Alors, âmes sensibles s’abstenir : il s’agit d’une épidémie, donc toute ressemblance avec des évènements actuels pourraient inquiéter les lecteurs. Mais recourir au roman, à la fiction, peut être aussi une occasion de jeter un regard un peu distancé sur ce qui nous arrive. Après tout, l’histoire humaine se répète, même si nous avons l’impression évidente de vivre des semaines particulières, inédites, sauf peut–être, dans les livres…
Publié en 1947, La Peste va connaître un immense succès. Camus - dont on commémore cette année le soixantième anniversaire de sa mort accidentelle -, Camus donc, raconte
une épidémie de peste touchant la ville d’Oran en Algérie, dans les années 1940. Ce sont d’abord les rats qui meurent par dizaines dans les rues de la ville, et puis les hommes qui
sont touchés.

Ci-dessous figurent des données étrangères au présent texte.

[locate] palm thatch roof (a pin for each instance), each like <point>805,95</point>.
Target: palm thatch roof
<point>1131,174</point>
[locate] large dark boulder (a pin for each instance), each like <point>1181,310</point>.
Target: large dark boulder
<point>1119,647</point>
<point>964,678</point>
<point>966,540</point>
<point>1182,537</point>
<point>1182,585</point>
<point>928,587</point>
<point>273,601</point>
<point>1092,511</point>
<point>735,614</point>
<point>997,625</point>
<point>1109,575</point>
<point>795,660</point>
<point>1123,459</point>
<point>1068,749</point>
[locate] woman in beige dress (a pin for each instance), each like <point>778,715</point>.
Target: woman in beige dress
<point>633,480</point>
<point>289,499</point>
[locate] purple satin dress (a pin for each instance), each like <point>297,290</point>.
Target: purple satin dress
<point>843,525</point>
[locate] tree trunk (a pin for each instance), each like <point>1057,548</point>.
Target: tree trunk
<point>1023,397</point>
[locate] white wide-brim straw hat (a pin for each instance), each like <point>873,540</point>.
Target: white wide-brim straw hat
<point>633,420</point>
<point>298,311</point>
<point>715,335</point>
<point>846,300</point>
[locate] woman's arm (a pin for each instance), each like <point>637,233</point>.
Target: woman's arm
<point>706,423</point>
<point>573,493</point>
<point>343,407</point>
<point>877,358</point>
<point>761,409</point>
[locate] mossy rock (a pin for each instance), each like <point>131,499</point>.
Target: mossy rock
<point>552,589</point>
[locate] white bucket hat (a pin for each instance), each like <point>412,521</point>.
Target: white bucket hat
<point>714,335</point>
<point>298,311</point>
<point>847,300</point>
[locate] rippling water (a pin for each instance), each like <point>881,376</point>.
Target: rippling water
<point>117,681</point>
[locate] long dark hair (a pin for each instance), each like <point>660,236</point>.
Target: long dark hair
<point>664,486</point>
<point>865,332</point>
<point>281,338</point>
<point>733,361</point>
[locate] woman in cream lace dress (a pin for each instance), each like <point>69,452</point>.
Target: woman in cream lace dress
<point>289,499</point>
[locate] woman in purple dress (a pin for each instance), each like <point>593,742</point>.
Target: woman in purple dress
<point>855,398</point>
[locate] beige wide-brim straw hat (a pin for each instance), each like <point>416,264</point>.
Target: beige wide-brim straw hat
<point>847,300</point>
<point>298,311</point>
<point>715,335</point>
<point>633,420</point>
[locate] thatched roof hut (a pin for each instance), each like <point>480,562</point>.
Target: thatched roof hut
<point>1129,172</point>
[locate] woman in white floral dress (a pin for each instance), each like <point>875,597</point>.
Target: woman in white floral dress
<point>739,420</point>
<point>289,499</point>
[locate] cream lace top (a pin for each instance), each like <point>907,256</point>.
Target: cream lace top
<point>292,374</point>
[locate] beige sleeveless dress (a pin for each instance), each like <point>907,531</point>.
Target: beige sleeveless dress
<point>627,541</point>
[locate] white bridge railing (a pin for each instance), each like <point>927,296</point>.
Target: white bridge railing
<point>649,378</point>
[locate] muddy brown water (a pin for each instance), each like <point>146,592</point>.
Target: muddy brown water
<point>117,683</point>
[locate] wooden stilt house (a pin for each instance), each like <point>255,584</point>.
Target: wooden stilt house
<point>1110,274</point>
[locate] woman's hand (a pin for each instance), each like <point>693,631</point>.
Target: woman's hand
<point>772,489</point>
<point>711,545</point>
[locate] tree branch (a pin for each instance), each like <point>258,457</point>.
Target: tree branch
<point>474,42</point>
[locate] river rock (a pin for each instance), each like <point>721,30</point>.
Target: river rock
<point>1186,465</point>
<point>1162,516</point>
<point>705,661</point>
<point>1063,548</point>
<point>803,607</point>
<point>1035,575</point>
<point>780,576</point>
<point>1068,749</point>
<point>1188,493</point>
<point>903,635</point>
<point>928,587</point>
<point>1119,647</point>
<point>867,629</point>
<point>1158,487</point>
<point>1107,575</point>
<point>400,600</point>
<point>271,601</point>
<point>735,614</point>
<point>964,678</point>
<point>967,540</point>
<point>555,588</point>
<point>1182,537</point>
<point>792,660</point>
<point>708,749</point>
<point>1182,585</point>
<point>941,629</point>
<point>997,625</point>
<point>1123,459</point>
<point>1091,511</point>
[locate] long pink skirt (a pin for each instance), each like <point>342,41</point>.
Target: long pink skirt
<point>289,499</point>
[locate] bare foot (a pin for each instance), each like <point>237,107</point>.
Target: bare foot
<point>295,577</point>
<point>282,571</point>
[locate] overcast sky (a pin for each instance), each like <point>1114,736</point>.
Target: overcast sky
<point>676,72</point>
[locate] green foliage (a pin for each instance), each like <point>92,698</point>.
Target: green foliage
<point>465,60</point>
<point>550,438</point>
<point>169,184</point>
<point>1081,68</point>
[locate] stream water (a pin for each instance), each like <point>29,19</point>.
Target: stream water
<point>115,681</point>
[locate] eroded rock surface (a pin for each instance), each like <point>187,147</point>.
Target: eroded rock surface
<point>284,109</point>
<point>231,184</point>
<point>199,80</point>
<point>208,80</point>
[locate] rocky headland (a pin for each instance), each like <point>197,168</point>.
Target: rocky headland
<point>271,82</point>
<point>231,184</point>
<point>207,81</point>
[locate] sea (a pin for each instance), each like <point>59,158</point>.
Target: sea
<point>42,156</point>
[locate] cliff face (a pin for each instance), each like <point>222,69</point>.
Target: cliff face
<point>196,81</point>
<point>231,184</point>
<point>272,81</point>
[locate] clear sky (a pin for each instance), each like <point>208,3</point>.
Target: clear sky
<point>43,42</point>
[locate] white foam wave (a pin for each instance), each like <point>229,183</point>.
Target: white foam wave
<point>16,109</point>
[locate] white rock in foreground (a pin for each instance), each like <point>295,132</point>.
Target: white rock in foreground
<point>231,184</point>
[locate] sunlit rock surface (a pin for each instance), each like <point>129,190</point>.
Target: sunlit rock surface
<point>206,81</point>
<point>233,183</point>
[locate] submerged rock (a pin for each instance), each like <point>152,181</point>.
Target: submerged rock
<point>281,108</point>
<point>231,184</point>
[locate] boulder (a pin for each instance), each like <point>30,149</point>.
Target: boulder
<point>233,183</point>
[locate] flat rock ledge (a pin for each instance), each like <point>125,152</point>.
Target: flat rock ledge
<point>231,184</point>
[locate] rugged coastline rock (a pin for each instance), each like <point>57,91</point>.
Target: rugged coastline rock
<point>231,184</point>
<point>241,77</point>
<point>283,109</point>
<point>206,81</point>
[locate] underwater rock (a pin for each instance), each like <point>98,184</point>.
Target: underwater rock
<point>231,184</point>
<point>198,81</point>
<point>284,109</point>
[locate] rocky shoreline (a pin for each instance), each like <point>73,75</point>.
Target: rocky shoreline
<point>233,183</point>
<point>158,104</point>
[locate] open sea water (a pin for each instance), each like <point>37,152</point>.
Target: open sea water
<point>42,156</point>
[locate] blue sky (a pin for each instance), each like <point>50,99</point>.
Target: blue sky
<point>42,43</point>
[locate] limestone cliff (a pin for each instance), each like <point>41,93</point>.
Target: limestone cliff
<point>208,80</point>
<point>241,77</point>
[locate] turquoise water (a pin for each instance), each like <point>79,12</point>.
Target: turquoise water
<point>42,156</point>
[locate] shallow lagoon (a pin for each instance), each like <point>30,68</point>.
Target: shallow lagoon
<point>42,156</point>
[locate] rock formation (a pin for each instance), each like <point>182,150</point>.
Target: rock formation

On voit bien que la menace existe, mais personne ne veut pas y croire, on résiste à l’idée vertigineuse d’une menace générale : « On se dit que le fléau est irréel,
c’est un mauvais rêve qui va passer. Mais il ne passe pas toujours et, de mauvais rêve en mauvais rêve, ce sont les hommes qui passent, écrit Camus. Ils se croyaient libres et personne ne sera jamais libre tant qu’il y aura des fléaux. » Ce que nous vivons est écrit noir sur blanc…
Malheureusement, il n’y a pas de recette miracle. Ce sont les mêmes réponses qu’il faut tenir : le confinement, l’isolement des malades, et la patience face à la pandémie. S’il faut
relire La Peste, ce n’est pas pour nous renvoyer aux angoisses d’aujourd’hui, mais pour bien comprendre nos réactions : la peur, le déni, le mal, l’égoïsme et la fuite, l’inconscience, mais aussi la solidarité, la prudence, l’abnégation et le dévouement incarnés notamment par le docteur Rieux, qui côtoie aussi d’autres personnages dont les
réactions nous éclairent sur nos propres réactions aujourd’hui.
Lire ce roman, c’est mesurer nos fragilités et reconnaître que nous ne sommes pas étrangers à ce qui arrive qui nécessite la mobilisation de tous : « cette cochonnerie de maladie ! Même ceux qui ne l’ont pas la portent dans leur cœur », écrit Camus, qui nous rejoint encore : « Ainsi, chacun dut accepter de vivre au jour le jour, et seul en face du ciel. » Nous ignorons où la pandémie va nous mener : c’est un mauvais rêve, une tragédie qu’il nous faut traverser : si la littérature peut nous y aider , il ne faut surtout pas s’en priver ! La peste d’Albert Camus, en version poche chez Folio. Sinon dans un superbe recueil à l’occasion des soixante ans de sa disparition, 1500 pages, l’œuvre de Camus dans la collection Quarto Gallimard.